Species of flowering plant

Pulsatilla cernua, the narrow-leaf pasque-flower, is a species of plant in the family Ranunculaceae. It is a perennial plant. It has dark red/purple flowers with white, silky villose hairs. Pulsatilla cernua flowers from April to May, and then the seeds ripen from May to June. P. cernua is insect pollinated. This plant has both male and female parts, which means it is a hermaphrodite. Most parts of this plant are not edible, except for the roots and leaves.

==Description==
Pulsatilla cernua is 15–45 cm tall, and is covered with long soft simple hairs. It grows from rhizomes that are 6–12 cm long by 7–12 mm across. Plants have 3–6 or more leaves, which have not fully expanded when the plant flowers. The leaves are borne on a petiole 4.5–18 cm long and are pinnate with 5–7 three-lobed leaflets. Overall the leaf is 3.5–12 cm long by 4–11 cm across. The flowers are carried on scapes 7–18 cm long which have three bracts, each joined at the base into a tube and then with three to five divisions. The flowers are bell-shaped with six generally reddish to dark purple oblong sepals, hairy on the outside and 2–3.5 cm long. Flowers have many stamens with yellow anthers. The fruits are narrow achenes, 2–5.5 mm long, densely hairy, with an incurved beak with spreading hairs.

== Taxonomy ==
Pulsatilla cernua was first described by Carl Peter Thunberg in 1784 as Anemone cernua. It was moved to the genus Pulsatilla soon afterwards in 1790. Anemone and Pulsatilla are placed in the tribe Anemoneae within the family Ranunculaceae. Generic boundaries within the tribe have been disputed, but as of March 2024, Plants of the World Online accepted the placement in Pulsatilla, as does the Flora of Korea.

=== Subspecies ===
As of March 2024, Plants of the World Online accepted two subspecies:
- Pulsatilla cernua var. cernua
- Pulsatilla cernua var. koreana (Y.Yabe ex Nakai) Y.N.Lee

The two subspecies can be distinguished by the width of the final divisions (the ultimate lobules) of the fully mature leaves. In P. cernua var. koreana they are 5–13 mm wide, whereas in P. cernua var. cernua, they are much narrower, only 2–3 mm wide.

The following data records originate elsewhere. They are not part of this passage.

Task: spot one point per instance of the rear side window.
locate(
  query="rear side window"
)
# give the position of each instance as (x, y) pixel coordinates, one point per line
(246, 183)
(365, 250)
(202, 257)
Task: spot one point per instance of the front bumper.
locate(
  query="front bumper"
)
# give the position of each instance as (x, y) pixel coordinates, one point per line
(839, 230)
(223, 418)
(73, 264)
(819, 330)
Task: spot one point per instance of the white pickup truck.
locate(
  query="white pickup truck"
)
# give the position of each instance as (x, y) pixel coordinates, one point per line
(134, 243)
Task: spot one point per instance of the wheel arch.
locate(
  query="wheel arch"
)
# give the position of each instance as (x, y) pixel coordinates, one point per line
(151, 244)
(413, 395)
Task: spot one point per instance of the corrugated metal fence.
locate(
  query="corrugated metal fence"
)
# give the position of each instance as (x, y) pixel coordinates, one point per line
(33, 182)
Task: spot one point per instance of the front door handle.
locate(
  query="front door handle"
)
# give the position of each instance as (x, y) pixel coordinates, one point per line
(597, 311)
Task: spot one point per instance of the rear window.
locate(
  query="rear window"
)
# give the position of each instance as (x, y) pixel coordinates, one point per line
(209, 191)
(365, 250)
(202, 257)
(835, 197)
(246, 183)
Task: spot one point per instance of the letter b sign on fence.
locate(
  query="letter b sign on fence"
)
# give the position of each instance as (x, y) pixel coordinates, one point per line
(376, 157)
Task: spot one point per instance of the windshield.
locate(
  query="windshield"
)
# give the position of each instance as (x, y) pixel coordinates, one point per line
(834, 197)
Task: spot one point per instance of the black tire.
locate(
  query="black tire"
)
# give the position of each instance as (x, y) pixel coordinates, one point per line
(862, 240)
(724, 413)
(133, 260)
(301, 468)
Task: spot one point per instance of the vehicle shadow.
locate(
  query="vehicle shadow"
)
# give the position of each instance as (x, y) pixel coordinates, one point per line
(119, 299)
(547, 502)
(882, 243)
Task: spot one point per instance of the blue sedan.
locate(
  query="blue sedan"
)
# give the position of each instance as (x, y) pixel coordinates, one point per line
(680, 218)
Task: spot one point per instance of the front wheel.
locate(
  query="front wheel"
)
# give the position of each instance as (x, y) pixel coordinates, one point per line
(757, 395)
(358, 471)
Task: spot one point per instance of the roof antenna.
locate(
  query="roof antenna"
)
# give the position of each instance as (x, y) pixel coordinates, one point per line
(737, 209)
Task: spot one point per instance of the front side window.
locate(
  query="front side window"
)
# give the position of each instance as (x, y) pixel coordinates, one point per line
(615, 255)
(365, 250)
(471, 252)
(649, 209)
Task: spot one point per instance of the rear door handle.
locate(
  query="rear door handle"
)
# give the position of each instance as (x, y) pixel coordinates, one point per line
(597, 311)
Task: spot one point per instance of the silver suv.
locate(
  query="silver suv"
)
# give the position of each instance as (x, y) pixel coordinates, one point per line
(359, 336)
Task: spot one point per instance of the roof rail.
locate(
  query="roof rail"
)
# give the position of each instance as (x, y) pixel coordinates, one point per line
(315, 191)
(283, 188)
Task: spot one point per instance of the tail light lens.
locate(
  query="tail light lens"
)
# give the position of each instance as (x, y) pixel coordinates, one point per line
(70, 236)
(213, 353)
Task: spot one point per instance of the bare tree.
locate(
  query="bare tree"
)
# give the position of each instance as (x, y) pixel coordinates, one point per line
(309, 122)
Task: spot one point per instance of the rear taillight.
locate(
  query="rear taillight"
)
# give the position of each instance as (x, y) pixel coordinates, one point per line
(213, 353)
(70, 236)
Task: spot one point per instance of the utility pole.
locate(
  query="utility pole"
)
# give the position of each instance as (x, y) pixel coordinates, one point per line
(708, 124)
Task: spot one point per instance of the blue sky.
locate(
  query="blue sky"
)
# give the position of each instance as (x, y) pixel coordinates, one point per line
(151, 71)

== Distribution and habitat ==
Pulsatilla cernua is native to the east of Asia: Amur Oblast, Khabarovsk Krai, and Primorsky Krai) in the Russian Far East; Inner Mongolia and Manchuria in China; Korea; and Japan. P. cernua var. cernua is absent from the Russian Far East, and is only found in Jeju Province in Korea, whereas P. cernua var. koreana is not found in Inner Mongolia or Japan.

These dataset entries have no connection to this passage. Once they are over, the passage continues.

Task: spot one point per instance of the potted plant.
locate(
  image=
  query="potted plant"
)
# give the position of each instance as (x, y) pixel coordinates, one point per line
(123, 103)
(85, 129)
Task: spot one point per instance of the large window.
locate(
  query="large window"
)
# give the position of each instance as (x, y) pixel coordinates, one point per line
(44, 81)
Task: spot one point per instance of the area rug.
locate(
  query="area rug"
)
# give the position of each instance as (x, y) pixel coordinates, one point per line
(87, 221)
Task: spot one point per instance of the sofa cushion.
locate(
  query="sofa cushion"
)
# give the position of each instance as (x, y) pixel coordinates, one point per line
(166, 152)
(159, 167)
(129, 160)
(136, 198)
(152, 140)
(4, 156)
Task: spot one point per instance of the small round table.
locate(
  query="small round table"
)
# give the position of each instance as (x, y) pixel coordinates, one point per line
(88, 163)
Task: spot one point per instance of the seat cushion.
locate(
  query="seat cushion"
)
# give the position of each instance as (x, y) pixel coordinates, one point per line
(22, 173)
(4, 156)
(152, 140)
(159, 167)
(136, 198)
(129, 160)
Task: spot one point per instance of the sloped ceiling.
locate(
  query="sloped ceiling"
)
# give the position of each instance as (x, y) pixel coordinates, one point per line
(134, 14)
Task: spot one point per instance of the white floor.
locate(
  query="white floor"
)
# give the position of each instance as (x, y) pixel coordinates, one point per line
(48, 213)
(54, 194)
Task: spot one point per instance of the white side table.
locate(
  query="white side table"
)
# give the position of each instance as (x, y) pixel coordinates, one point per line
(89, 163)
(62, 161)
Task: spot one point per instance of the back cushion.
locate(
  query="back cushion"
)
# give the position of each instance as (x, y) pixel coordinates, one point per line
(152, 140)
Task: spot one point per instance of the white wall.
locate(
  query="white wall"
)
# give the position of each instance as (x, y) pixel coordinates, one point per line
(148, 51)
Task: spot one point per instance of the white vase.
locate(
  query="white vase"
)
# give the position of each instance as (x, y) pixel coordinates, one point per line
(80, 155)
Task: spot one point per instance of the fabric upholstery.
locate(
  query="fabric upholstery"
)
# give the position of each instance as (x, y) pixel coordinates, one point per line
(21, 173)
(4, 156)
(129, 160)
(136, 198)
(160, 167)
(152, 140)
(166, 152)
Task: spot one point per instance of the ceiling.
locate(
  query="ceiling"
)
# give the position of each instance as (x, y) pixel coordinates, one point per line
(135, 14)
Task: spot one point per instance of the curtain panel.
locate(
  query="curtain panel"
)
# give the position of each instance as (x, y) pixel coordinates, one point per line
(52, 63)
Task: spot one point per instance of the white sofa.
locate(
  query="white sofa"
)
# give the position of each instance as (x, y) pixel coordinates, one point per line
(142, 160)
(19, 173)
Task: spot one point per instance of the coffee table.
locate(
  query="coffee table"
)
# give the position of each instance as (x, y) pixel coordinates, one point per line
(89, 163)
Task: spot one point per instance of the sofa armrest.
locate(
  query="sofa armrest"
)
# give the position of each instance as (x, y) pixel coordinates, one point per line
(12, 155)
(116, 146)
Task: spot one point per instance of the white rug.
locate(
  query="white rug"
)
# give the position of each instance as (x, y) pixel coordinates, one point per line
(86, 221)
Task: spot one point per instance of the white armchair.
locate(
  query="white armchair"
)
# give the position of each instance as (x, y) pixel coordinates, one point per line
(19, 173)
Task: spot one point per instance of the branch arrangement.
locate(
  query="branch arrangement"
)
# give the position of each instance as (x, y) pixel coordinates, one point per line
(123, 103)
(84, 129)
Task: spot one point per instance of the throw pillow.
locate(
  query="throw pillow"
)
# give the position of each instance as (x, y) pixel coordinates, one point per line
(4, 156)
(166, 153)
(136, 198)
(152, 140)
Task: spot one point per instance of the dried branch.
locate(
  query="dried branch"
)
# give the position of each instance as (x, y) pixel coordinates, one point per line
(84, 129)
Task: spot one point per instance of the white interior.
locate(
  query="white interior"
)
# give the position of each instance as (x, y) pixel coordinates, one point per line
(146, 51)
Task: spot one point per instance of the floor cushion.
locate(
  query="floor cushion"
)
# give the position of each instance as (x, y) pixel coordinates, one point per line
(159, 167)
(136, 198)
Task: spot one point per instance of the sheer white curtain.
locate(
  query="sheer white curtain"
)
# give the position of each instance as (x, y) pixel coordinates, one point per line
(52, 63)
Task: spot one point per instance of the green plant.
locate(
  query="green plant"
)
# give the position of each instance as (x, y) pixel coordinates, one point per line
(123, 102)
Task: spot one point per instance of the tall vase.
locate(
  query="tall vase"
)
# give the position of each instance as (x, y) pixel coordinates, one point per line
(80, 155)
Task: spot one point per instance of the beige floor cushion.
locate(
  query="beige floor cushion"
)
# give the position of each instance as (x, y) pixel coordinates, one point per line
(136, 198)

This plant is commonly found in the low mountains of Japan as well as grassy slopes in the northern parts of China. In Korea, it is said to grow on open, sunny, grassy slopes.

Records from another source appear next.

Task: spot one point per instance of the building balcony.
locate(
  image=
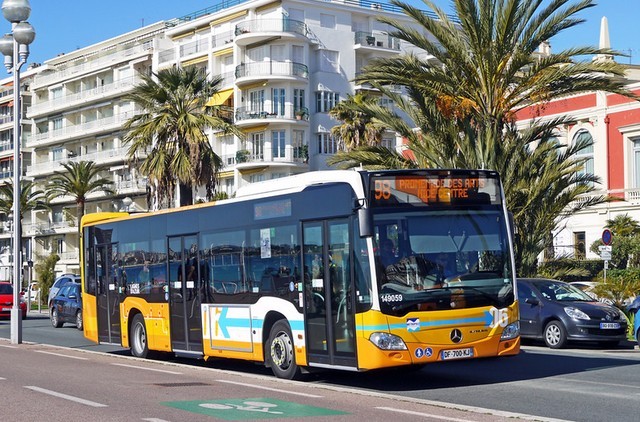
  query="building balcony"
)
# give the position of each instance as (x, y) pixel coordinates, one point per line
(255, 31)
(101, 93)
(291, 156)
(246, 116)
(131, 187)
(111, 156)
(85, 130)
(270, 70)
(48, 228)
(376, 42)
(107, 61)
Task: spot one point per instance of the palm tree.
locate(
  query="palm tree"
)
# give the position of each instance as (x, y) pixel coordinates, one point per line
(461, 105)
(357, 128)
(170, 133)
(79, 179)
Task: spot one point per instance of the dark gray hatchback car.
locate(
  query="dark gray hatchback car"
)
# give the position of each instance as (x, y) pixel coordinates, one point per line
(557, 312)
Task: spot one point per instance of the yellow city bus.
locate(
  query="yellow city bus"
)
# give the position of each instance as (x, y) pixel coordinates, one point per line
(292, 273)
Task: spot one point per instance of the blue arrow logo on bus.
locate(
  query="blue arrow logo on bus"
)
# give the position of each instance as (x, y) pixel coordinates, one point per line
(224, 322)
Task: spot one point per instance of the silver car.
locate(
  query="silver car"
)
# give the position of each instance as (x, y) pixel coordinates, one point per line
(61, 281)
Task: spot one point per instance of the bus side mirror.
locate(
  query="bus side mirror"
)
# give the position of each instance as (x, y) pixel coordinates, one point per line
(364, 218)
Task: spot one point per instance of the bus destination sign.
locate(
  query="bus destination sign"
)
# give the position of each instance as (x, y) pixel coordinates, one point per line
(439, 190)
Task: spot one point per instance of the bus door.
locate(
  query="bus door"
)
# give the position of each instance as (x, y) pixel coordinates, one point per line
(184, 295)
(109, 291)
(329, 294)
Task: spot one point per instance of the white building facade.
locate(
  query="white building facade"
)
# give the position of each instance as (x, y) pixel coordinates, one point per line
(284, 65)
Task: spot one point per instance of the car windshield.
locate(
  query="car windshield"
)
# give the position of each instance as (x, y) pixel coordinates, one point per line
(562, 292)
(442, 259)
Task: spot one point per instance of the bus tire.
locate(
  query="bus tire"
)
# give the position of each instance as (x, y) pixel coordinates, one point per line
(138, 337)
(79, 320)
(280, 351)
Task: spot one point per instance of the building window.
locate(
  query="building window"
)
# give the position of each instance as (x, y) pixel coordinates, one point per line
(298, 99)
(257, 145)
(326, 100)
(278, 143)
(636, 163)
(327, 21)
(278, 96)
(329, 61)
(586, 154)
(579, 248)
(327, 144)
(256, 101)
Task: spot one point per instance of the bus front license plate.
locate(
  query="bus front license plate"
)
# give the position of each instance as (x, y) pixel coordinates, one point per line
(457, 354)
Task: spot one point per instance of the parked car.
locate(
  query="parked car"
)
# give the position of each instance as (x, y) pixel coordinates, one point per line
(6, 301)
(558, 312)
(59, 282)
(33, 292)
(633, 308)
(66, 306)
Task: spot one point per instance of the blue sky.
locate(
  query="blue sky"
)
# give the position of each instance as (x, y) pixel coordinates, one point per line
(66, 25)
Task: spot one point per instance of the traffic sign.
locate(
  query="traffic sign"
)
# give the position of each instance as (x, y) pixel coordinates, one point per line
(605, 252)
(607, 236)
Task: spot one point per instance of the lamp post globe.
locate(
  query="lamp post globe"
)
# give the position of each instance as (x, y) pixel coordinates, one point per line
(16, 10)
(24, 33)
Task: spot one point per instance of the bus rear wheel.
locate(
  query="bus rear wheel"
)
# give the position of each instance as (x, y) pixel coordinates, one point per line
(280, 351)
(138, 337)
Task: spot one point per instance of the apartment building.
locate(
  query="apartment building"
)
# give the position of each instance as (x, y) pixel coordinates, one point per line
(284, 65)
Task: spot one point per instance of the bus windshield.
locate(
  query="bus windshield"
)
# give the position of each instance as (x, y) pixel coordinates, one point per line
(440, 259)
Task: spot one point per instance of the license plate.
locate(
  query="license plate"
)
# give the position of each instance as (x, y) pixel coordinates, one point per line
(457, 354)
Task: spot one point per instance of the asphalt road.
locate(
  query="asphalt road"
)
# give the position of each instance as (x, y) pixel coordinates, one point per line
(581, 383)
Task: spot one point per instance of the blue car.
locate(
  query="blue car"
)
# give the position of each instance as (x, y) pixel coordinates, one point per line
(66, 306)
(633, 308)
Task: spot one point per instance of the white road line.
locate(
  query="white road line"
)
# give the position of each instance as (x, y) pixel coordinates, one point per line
(60, 354)
(65, 396)
(270, 389)
(147, 369)
(425, 415)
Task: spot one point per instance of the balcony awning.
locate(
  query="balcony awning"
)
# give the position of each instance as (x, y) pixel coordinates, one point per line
(220, 98)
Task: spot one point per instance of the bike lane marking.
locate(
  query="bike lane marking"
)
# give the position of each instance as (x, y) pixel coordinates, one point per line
(251, 408)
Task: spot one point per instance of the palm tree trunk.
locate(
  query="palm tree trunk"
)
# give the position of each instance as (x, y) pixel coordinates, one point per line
(186, 195)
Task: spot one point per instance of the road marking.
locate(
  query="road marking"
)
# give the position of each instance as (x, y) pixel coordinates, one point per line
(271, 389)
(7, 346)
(425, 415)
(60, 354)
(147, 369)
(65, 396)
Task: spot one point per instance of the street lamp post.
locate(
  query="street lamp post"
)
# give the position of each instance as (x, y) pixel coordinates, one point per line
(15, 48)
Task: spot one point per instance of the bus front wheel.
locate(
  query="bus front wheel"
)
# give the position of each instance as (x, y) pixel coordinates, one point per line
(280, 351)
(138, 337)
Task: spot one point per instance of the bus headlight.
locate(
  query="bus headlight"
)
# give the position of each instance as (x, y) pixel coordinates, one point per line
(511, 331)
(387, 341)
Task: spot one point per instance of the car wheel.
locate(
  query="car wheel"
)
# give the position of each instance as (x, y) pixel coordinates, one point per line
(79, 321)
(138, 337)
(280, 352)
(55, 318)
(555, 335)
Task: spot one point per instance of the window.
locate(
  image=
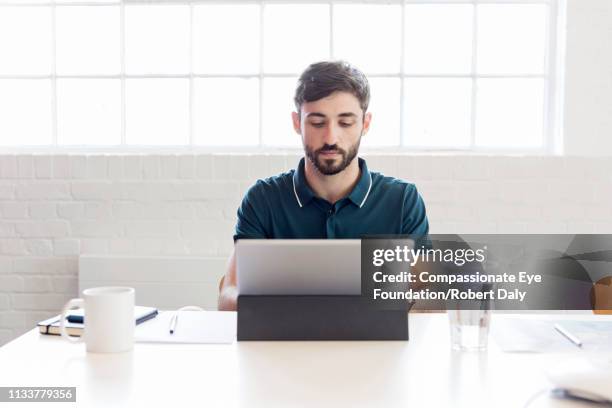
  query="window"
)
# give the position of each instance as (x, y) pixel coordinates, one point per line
(445, 74)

Pulsatilla cernua prefers moist soil, which is why it is found in lower parts of the mountains or on slopes. The soil must also be sandy and loamy and be well drained, or else Pulsatilla cernua will not live and grow. Pulsatilla cernua can also grow in acidic, basic, or neutral soil. It can even manage to grow in very alkaline soils. This plant also cannot grow in shady areas, and it must be in a position where it is almost always in the sun's light.

== Traditional medicine ==
Pulsatilla cernua var. koreana (syn. Pulsatilla koreana) is a traditional Korean herbal medicine.